OIT defende avanços na legislação do trabalho doméstico no Brasil

“Não existe negociação coletiva no setor do trabalho doméstico em Salvador. As partes interessadas consideram que sem a possibilidade de se criar uma organização formal de empregadores, este direito não pode ser praticado”.

A constatação integra o relatório “Rumo à total liberdade sindical e negociação coletiva no setor do trabalho doméstico no Brasil” apresentado na tarde desta quarta-feira 23, por técnicos da Organização Internacional do Trabalho (OIT), sediados em Genebra.
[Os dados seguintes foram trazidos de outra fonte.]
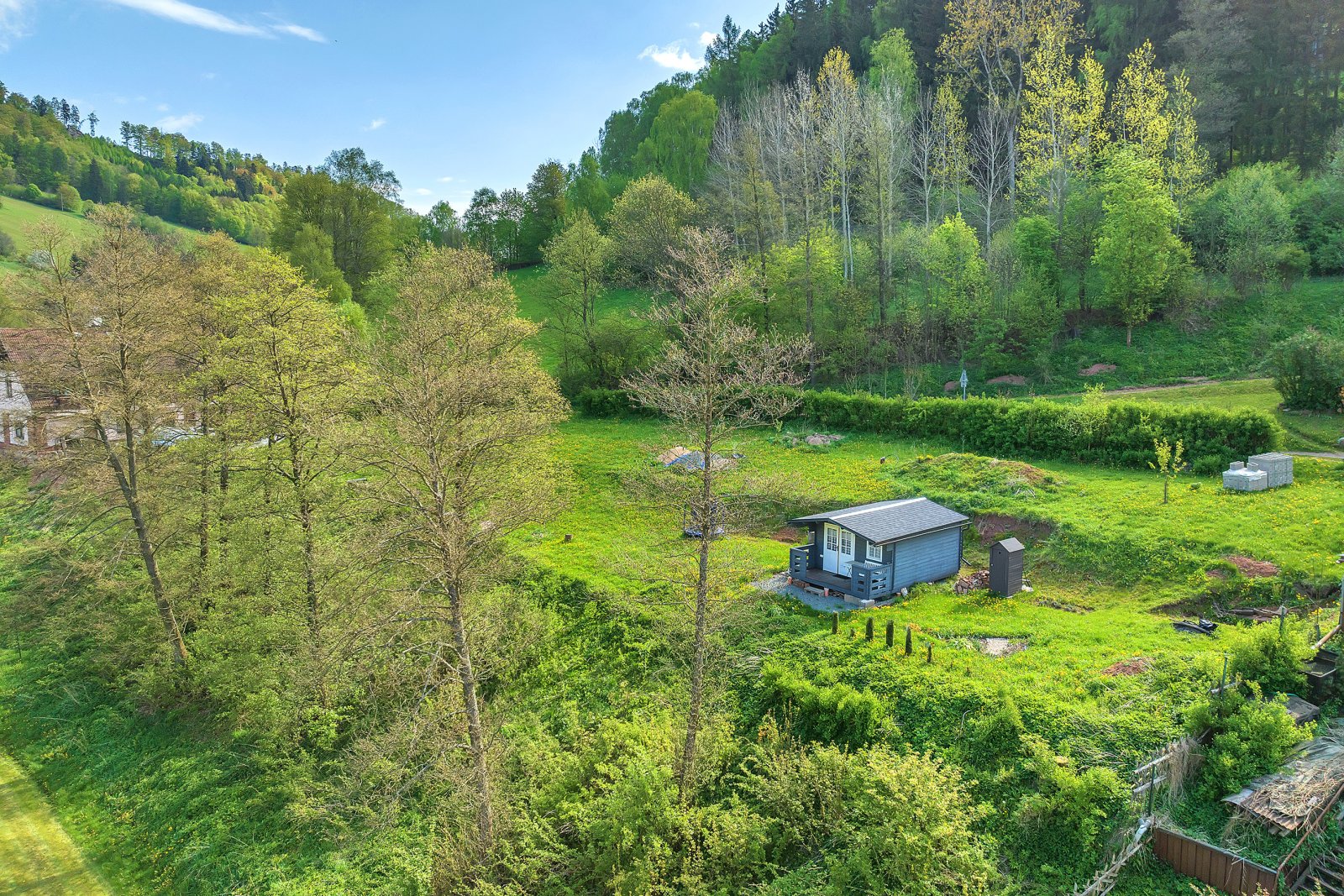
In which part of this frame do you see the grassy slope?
[524,421,1344,725]
[508,265,649,372]
[0,755,112,896]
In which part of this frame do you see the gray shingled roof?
[790,498,969,544]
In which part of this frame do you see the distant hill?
[0,85,286,244]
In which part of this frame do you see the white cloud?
[271,22,327,43]
[0,0,29,52]
[640,40,701,71]
[155,112,203,134]
[101,0,327,43]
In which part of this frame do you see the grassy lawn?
[507,419,1344,767]
[0,196,92,257]
[1051,379,1344,451]
[0,753,112,896]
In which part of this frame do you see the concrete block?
[1223,469,1268,491]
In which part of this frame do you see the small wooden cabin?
[789,498,969,602]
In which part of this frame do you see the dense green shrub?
[1227,625,1313,694]
[571,387,647,417]
[798,391,1277,468]
[574,390,1278,470]
[1016,736,1129,876]
[1268,329,1344,411]
[1189,688,1310,799]
[761,663,883,748]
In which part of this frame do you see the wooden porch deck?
[793,569,853,594]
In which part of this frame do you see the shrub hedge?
[575,390,1278,474]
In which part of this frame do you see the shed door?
[822,522,840,572]
[840,529,853,575]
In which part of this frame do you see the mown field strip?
[0,755,112,896]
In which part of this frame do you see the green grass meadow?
[0,753,112,896]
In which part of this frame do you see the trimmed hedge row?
[574,390,1278,474]
[797,391,1278,473]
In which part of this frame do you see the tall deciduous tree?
[1093,149,1189,345]
[627,231,806,802]
[23,206,188,663]
[365,249,567,876]
[217,253,359,634]
[609,175,695,284]
[542,211,612,385]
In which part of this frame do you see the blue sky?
[0,0,775,211]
Reunidos na Secretaria do Trabalho, Emprego, Renda e Esporte (Setre), em mais uma ação da Agenda Bahia do Trabalho Decente, os técnicos da OIT de Genebra apresentaram o estudo realizado em 2014, a convite do governo brasileiro. Na época, foram entrevistados 750 trabalhadores e 40 empregadores do setor do trabalho doméstico da capital baiana.

 

Direitos universais

De acordo com as representantes da OIT, Karen Curtis, Maité Lloros e Vanessa Raingeard, “a Liberdade Sindical e a Negociação Coletiva são princípios universais para trabalhadores e empregadores com base nas convenções Nº87, de 1948 e Nº 98, de 1949, ambas da OIT”.

Coordenadora da Agenda Bahia do Trabalho Decente e também Assessora Especial da Setre, Tânia Portugal disse que “esses direitos são necessários para se atingir o trabalho decente em qualquer contexto e, por extensão, garantem benefícios diretos aos empregadores e trabalhadores”.

Representante do Escritório da OIT, no Brasil, José Ribeiro reforçou as constatações do diagnóstico com outros pontos também importantes; enquanto a presidente da Federação Nacional dos Trabalhadores Domésticos, Creusa Oliveira, destacou as conquistas e os avanços que precisam ser consolidados pela categoria.

Relação familiar

No diagnóstico da OIT, os membros do governo consideram que empregadores e trabalhadores domésticos não assumem uma postura profissional e continuam a optar por uma relação laboral mais “familiar” e informal, uma vez que consideram a prática da lei inadequada face à especificidade da relação laboral.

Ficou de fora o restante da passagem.